Há uma crise profunda na Venezuela. Neste exato momento, ela tem seu fulcro na disputa do poder. Embora exista um poderoso pano de fundo econômico, seu epicentro deslocou-se para a arena política.

Cada parte joga com os instrumentos que tem à mão. Nicolas Maduro detém o poder de Estado e seus principais instrumentos, incluindo as forças armadas, o judiciário e governos estaduais.

A oposição, agrupada na Mesa de Unidade Democrática (MUD) ganhou a Assembleia Nacional (congresso), tem outros tantos governos estaduais e conta com um formidável aparato internacional, fixado na Casa Branca, nos governos de direita da América Latina, nos organismos multilaterais (ONU, OEA) e no grande capital, o que inclui gigantescas redes de comunicação global.

Apesar de aparentar ser o lado mais forte, Maduro não está nessa posição, ao contrário. Ele foi eleito e a oposição na AN também. Quem fala em ditadura lá, age por má fé ou ignorância.

Fustigado por forças de direita que querem tudo, menos diálogo e entendimento – como sobejamente demonstra o caso brasileiro –, Maduro radicalizou. Convocou uma assembleia constituinte para relegitimar sua administração, ganhar força interna e organizar o enfrentamento.

O comparecimento de 40% não é baixo diante do histórico venezuelano, que já teve pleitos decididos com menos de 25% dos votantes nas cabines.

A sociedade está polarizada. Não há mal nisso. Disputas acirradas e nítidas ensejam quadros em que as nuances se tornam secundárias e o meio-termo desaparece.

Há dois lados para se perfilar. Pode-se criticar um ou outro, mas não há escapatória. Nessa disputa, nas próximas semanas, joga-se o futuro da Venezuela e da esquerda no continente.

Se a manifestação da crise está na política, suas raízes estão em outra esfera, nos rumos da Economia e em suas consequências na vida cotidiana da população. A erosão de parâmetros materiais mina a legitimidade oficial e abre caminho para o avanço conservador.

O país caribenho chegou ao ponto extremo de praticamente não possuir moeda nacional. O Bolívar tem sua cotação oficial fixada em 10 por dólar, segundo o Banco Central.

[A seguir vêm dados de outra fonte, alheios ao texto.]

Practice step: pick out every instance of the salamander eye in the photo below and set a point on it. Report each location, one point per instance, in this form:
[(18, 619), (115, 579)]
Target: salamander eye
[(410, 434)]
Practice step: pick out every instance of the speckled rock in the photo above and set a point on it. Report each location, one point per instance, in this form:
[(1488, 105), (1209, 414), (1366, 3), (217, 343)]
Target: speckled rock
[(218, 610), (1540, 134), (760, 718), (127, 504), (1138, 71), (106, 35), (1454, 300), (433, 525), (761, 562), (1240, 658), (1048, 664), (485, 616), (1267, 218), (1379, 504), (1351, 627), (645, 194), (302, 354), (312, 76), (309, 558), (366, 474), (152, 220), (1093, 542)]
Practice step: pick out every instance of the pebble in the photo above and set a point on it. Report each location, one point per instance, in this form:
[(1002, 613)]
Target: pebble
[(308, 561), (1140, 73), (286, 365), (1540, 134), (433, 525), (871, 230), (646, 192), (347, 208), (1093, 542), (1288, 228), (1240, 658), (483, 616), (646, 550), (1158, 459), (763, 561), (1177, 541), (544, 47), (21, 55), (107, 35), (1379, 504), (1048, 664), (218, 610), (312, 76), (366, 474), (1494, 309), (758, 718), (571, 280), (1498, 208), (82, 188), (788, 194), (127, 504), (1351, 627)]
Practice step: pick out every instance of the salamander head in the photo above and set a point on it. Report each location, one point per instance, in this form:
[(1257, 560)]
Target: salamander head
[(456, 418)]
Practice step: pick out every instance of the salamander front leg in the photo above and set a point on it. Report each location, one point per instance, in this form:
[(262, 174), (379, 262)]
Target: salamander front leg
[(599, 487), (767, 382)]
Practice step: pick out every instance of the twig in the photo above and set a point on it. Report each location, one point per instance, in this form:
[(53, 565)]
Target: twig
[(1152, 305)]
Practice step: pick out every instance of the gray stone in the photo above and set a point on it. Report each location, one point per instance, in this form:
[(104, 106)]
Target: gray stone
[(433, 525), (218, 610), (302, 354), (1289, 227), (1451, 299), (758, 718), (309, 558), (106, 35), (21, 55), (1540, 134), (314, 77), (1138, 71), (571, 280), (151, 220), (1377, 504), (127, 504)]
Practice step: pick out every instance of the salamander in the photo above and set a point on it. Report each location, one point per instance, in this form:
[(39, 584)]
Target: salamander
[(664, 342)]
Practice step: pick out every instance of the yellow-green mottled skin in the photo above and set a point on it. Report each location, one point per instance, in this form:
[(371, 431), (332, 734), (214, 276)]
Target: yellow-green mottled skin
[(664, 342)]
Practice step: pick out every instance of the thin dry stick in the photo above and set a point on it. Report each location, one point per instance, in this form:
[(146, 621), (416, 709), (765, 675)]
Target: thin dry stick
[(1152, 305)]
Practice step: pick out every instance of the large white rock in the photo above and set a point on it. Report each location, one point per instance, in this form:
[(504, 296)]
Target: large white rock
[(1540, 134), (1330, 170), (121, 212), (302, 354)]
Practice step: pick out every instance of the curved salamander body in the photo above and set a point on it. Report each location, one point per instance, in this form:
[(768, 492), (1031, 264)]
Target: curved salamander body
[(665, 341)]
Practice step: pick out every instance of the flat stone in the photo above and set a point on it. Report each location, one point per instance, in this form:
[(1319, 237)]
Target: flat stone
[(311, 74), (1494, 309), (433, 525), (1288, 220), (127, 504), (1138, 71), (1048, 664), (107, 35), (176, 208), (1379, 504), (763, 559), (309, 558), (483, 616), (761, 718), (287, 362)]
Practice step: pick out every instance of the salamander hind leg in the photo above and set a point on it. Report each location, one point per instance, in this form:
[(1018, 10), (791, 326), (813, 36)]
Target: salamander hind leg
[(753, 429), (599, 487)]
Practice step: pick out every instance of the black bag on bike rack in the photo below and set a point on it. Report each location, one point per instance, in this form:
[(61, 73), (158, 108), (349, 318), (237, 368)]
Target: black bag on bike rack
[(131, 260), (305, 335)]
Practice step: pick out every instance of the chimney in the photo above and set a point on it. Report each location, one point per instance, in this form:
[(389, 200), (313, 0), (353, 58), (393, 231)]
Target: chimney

Nas ruas de Caracas, a divisa dos Estados Unidas é comercializada a 12 mil bolívares! Você leu certinho: mais de mil vezes mais.

O que isso significa? Significa que a relação comercial do país com o mundo não segue nenhum parâmetro lógico. A taxa oficial, base para importações e exportações, é o ponto de apoio para uma desenfreada corrida especulativa interna.

Comerciantes importam produtos na cotação oficial e os vendem em redes clandestinas controladas por máfias na base do paralelo. Não é preciso muita imaginação para perceber que as inflações de 720% para 2017 e de 2000% para 2018, previstas pelo FMI, têm no câmbio seu grande motor.

Assim, a escassez de produtos nos supermercados – num país que importa praticamente de tudo, à exceção de petróleo – está diretamente ligada á crise cambial. E por que existe uma crise cambial no país?

Pela continuada e extremada dependência do petróleo, não apenas como quase único exportável, mas pelo fato de o Estado ser financiado em boa parte pela renda advinda de sua comercialização.

A carga tributária venezuelana é historicamente baixa, situando-se em cerca de 13,5% do PIB, no período 2010-14, segundo a Cepal.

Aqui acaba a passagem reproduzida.